If you are tempted to get drunk, drink underage, act sexually provocative, dance inappropriately, etc, don't go.

If you won't be tempted, just use your judgment, but don't be afraid to go have a good time without the opportunity to talk about the gospel. You may be witnessing to them just by your appropriate behavior and abstinance from alcohol. Your friends will notice that you aren't drunk like they are and may ask you about it later, but even if they don't, you will have had a good time with friends, which is a good thing.
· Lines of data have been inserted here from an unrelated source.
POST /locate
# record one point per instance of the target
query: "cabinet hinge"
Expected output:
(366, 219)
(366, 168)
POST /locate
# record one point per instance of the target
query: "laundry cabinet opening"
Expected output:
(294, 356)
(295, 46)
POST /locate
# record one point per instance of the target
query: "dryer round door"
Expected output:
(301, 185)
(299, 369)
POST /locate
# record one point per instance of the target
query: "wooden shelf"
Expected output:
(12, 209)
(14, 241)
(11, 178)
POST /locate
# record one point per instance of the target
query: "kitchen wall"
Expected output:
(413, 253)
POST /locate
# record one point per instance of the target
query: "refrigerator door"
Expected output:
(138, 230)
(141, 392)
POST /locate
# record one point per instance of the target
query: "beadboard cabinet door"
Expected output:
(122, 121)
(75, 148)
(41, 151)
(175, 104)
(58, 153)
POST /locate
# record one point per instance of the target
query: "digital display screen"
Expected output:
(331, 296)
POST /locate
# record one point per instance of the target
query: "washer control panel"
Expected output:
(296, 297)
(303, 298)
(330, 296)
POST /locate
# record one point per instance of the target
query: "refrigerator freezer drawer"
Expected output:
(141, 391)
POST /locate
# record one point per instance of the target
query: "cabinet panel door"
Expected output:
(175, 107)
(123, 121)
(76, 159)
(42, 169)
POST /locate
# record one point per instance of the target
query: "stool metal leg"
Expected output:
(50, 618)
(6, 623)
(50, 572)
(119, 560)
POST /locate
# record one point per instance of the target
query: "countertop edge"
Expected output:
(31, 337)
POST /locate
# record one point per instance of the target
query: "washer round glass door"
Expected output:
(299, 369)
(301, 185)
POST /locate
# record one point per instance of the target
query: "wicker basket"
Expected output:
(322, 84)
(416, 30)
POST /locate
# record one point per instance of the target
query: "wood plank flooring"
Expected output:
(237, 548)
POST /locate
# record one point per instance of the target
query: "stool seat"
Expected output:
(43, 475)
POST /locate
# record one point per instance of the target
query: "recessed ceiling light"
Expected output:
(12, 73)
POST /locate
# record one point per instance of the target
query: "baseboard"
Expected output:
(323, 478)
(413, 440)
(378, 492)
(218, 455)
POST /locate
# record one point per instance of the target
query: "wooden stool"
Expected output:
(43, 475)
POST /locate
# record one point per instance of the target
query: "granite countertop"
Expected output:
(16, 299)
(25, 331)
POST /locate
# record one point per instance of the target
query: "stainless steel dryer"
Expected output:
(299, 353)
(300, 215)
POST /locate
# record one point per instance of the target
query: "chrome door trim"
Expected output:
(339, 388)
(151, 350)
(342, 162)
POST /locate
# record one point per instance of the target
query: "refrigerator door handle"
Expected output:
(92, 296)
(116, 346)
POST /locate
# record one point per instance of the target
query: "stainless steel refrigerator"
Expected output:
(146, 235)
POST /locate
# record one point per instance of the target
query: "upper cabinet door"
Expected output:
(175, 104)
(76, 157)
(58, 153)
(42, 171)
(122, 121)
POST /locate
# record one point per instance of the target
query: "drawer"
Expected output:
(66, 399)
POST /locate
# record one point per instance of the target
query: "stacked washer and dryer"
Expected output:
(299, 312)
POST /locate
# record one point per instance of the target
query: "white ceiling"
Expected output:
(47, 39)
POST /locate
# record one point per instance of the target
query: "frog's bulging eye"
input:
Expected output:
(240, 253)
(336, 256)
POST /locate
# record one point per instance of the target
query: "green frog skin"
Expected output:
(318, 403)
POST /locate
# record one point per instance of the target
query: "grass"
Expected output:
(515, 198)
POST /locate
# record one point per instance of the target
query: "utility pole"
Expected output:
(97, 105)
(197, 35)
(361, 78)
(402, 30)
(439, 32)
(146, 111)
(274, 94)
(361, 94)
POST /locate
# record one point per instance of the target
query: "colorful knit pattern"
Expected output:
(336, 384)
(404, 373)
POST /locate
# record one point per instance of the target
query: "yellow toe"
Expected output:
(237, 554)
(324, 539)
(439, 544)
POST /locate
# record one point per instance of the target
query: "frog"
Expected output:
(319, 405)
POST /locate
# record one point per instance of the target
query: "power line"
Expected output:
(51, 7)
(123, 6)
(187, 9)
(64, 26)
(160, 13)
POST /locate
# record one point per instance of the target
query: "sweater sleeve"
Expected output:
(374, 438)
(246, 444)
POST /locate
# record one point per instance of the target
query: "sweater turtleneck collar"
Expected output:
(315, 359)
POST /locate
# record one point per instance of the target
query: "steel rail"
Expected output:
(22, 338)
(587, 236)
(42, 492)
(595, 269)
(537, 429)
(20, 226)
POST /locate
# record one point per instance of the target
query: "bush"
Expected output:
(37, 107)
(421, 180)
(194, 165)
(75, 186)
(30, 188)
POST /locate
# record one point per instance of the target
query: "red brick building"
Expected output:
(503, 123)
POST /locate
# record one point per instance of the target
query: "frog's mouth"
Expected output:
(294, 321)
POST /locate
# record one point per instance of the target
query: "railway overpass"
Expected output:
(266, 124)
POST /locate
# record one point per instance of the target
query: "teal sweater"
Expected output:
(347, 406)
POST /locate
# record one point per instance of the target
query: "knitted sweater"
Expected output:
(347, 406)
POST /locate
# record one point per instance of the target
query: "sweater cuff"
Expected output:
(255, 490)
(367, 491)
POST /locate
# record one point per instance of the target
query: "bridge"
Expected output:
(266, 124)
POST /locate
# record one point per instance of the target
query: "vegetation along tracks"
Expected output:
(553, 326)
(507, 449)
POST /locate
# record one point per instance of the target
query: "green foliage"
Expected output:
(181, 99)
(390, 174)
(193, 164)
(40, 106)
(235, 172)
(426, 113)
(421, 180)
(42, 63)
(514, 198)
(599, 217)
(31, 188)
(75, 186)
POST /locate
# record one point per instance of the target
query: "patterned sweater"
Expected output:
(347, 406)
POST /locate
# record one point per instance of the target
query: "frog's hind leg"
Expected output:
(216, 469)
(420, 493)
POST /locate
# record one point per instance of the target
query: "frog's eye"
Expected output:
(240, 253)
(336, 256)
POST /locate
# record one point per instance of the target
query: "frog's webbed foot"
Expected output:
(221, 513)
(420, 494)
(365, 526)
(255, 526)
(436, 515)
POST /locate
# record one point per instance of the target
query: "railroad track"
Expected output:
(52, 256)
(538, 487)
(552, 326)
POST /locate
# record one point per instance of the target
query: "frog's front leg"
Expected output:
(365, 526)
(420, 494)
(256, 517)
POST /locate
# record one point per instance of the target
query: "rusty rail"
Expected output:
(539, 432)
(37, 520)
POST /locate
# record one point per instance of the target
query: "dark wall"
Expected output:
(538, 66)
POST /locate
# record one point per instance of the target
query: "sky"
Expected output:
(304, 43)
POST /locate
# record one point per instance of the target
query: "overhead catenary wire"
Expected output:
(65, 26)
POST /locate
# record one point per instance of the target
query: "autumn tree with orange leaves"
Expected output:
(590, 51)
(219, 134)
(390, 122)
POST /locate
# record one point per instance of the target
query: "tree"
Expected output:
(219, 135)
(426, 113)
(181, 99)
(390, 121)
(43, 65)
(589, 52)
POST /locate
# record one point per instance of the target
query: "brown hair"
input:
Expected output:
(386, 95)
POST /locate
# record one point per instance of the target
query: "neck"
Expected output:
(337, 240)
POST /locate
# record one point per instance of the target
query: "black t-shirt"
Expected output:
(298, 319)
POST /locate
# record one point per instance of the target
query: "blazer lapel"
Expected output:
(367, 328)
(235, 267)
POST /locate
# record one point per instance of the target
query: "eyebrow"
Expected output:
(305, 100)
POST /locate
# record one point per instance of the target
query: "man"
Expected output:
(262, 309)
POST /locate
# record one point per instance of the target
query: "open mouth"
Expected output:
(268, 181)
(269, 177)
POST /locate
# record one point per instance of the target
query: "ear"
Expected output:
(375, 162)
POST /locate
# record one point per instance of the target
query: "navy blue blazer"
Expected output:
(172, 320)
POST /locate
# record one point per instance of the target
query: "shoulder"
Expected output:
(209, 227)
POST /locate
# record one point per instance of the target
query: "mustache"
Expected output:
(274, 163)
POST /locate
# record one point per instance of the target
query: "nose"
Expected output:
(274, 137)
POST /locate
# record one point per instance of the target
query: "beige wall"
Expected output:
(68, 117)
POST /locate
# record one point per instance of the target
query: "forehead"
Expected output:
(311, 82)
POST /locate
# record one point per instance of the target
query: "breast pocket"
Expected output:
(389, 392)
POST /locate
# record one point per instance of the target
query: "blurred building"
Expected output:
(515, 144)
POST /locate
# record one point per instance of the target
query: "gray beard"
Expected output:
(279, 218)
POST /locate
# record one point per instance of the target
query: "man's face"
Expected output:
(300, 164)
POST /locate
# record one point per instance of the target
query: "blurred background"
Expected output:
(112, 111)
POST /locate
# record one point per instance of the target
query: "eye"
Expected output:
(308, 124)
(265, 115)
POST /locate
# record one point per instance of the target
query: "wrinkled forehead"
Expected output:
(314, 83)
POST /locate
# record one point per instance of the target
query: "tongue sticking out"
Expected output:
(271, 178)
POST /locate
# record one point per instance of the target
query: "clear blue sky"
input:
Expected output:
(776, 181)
When I was in college, my group of friends (my track teammates), had a lot of house parties. Some of them were lots of fun, and I had a good time with my friends. Most were just not fun for me, as they seemed to be just an occasion to get drunk and be provocative. I got pretty sick of the party scene sometimes and had to balance going and being disgusted with parties against staying home and being the boring friend as all my housemates left for a party. There are different types of parties, and if it looks like alcohol is just one detail in an otherwise fun-filled night with friends, I think it is fine to go. If drunkenness is the focus of the night, you probably won't have any fun anyway and won't want to go.

If you are of legal drinking age, you may be wrestling with whether or not you should totally abstain from alcohol at these parties. I know I did. I ended up deciding it was fine to drink if I wanted to because I was not tempted to go on and have too much and because the parties I went to were full of my friends who knew me and knew that I wasn't drinking more than one drink. If going to a party full of strangers or mere acquaintances (which I would avoid anyway), I would not drink. My thinking was that people who don't know my character might see me with a drink and assume I was on my way to drunkenness. Now that I think about it, though, I don't know that it mattered much because I would usually have something non-alcoholic, like coke or water, and that would be in the same red plastic cup as everyone else's drinks, so I'm not sure if they would have known I wasn't drinking alcohol.


----------



## Scott1 (Jun 27, 2011)

Generally, the principle will be to abstain for the many biblical reasons and principles stated- avoiding temptation, the appearance of evil, the purpose leads to trouble, etc.

Indiscretion and inability to handle alcohol sometimes go with youth, pride prevents admitting it.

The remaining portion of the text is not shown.